Every Friday Book Beginnings on Friday is hosted by Gillion at Rose City Reader where you can share the first sentence (or so) of the book you are reading, along with your initial thoughts about the sentence, impressions of the book, or anything else the opener inspires.
This week I’m featuring Now is the Time by Melvyn Bragg. I loved his Soldiers Return quartet amongst some of his other books, so I’m hoping this historical fiction set in 1381 at the time of the Peasants’ Revolt will be as good. Richard II was on the throne of England when a vast force of people led by Wat Tyler and John Ball demanded freedom, and equality.
The Book Begins:
The accused priest stood before the court. He was dressed in the cheapest cloth. From his scuffed and shabby habit, from his spare frame and plainness of manner in the ornately, hierarchically dressed company of the ecclesiastical court, he seemed to be just another casualty of the harsh laws of the Church. But there was about him a self-composure, which threw out the challenge of his independence too arrogantly for the taste of the court.
These are the rules:
- Grab a book, any book.
- Turn to page 56, or 56% on your eReader. If you have to improvise, that is okay.
- Find any sentence (or a few, just don’t spoil it) that grabs you.
- Post it.
- Add the URL to your post in the link on Freda’s most recent Friday 56 post.

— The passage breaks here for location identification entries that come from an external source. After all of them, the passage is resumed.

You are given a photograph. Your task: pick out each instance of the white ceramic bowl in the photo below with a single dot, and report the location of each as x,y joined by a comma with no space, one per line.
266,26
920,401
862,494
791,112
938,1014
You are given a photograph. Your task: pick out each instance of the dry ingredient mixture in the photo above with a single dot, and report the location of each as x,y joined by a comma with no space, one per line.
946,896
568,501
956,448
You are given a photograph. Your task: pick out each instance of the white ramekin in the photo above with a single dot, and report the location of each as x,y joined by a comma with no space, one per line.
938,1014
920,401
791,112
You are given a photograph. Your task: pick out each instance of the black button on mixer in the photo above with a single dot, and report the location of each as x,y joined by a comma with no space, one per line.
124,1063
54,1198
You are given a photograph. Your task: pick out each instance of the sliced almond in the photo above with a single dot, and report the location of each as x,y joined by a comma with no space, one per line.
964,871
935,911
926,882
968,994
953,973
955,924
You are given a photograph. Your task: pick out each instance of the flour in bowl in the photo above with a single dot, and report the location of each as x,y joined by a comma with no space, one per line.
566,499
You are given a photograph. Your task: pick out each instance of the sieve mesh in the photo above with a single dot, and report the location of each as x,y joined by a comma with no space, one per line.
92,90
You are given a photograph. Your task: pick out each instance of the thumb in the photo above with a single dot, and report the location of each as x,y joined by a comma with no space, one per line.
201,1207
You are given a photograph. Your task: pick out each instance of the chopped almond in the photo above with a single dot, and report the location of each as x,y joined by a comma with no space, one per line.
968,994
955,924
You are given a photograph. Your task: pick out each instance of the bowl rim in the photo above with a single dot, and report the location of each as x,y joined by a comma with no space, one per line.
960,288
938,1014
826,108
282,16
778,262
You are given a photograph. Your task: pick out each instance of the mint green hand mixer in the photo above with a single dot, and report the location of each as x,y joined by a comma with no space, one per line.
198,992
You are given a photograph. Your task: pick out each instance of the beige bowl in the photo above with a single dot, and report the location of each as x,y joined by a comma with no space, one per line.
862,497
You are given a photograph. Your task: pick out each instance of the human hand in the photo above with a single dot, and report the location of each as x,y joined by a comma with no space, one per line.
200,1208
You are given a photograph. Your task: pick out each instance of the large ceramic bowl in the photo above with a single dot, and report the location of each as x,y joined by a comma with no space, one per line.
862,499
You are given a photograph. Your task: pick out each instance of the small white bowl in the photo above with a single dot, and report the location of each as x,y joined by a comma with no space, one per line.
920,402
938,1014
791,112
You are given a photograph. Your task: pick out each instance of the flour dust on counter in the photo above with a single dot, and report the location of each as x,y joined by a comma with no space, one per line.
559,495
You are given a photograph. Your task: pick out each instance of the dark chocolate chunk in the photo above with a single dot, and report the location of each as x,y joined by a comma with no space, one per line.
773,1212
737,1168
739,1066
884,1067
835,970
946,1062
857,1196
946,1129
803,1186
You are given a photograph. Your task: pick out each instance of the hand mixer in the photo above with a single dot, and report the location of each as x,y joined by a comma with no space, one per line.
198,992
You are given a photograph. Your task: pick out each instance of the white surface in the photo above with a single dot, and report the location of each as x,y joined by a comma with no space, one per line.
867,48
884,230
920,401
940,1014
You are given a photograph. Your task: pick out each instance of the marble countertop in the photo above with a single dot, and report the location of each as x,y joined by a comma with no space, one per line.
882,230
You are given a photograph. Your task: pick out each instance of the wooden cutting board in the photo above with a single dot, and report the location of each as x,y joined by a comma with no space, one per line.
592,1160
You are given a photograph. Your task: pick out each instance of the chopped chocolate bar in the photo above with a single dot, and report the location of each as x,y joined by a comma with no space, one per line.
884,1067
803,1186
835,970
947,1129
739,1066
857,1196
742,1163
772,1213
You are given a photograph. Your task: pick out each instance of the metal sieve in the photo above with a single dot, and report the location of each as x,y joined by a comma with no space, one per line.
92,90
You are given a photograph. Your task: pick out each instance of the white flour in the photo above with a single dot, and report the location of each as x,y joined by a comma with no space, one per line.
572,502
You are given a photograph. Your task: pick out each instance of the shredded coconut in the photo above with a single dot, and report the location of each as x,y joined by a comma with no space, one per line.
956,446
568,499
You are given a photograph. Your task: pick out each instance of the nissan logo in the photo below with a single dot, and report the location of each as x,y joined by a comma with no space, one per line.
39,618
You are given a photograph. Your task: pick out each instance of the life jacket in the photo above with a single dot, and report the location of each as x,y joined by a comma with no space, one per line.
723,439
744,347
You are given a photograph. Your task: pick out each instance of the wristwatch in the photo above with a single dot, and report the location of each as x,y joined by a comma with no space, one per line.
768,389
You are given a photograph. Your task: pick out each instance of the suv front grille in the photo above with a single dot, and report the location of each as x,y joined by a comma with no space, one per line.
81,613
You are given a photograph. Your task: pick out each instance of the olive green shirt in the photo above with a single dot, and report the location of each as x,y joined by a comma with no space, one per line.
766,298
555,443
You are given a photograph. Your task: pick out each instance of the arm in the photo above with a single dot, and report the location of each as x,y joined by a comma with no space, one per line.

Armies in Normandy, Ireland and the north and the English garrisons abroad had not been paid for months. The uprising in Flanders had ruined the rich English wool trade. Aristocrats were accused of corruption and vanity campaigns; Plantagenet heirlooms and jewels had been pawned to city merchants. It was said that it was now the city; not the government, that controlled policy.
Summary (from Amazon):
At the end of May 1381, the fourteen-year-old King of England had reason to be fearful: the plague had returned, the royal coffers were empty and a draconian poll tax was being widely evaded. Yet Richard, bolstered by his powerful, admired mother, felt secure in his God-given right to reign.
Within two weeks, the unthinkable happened: a vast force of common people invaded London, led by a former soldier, Walter Tyler, and the radical preacher John Ball, demanding freedom, equality and the complete uprooting of the Church and state. They believed they were rescuing the King from his corrupt ministers, and that England had to be saved. And for three intense, violent days, it looked as if they would sweep all before them.
Now is the Time depicts the events of the Peasants’ Revolt on both a grand and intimate scale, vividly portraying its central figures and telling an archetypal tale of an epic struggle between the powerful and the apparently powerless.
I vaguely remember learning about Wat Tyler and the Peasant’s Revolt at school. This book should fill in the gaps in my memory!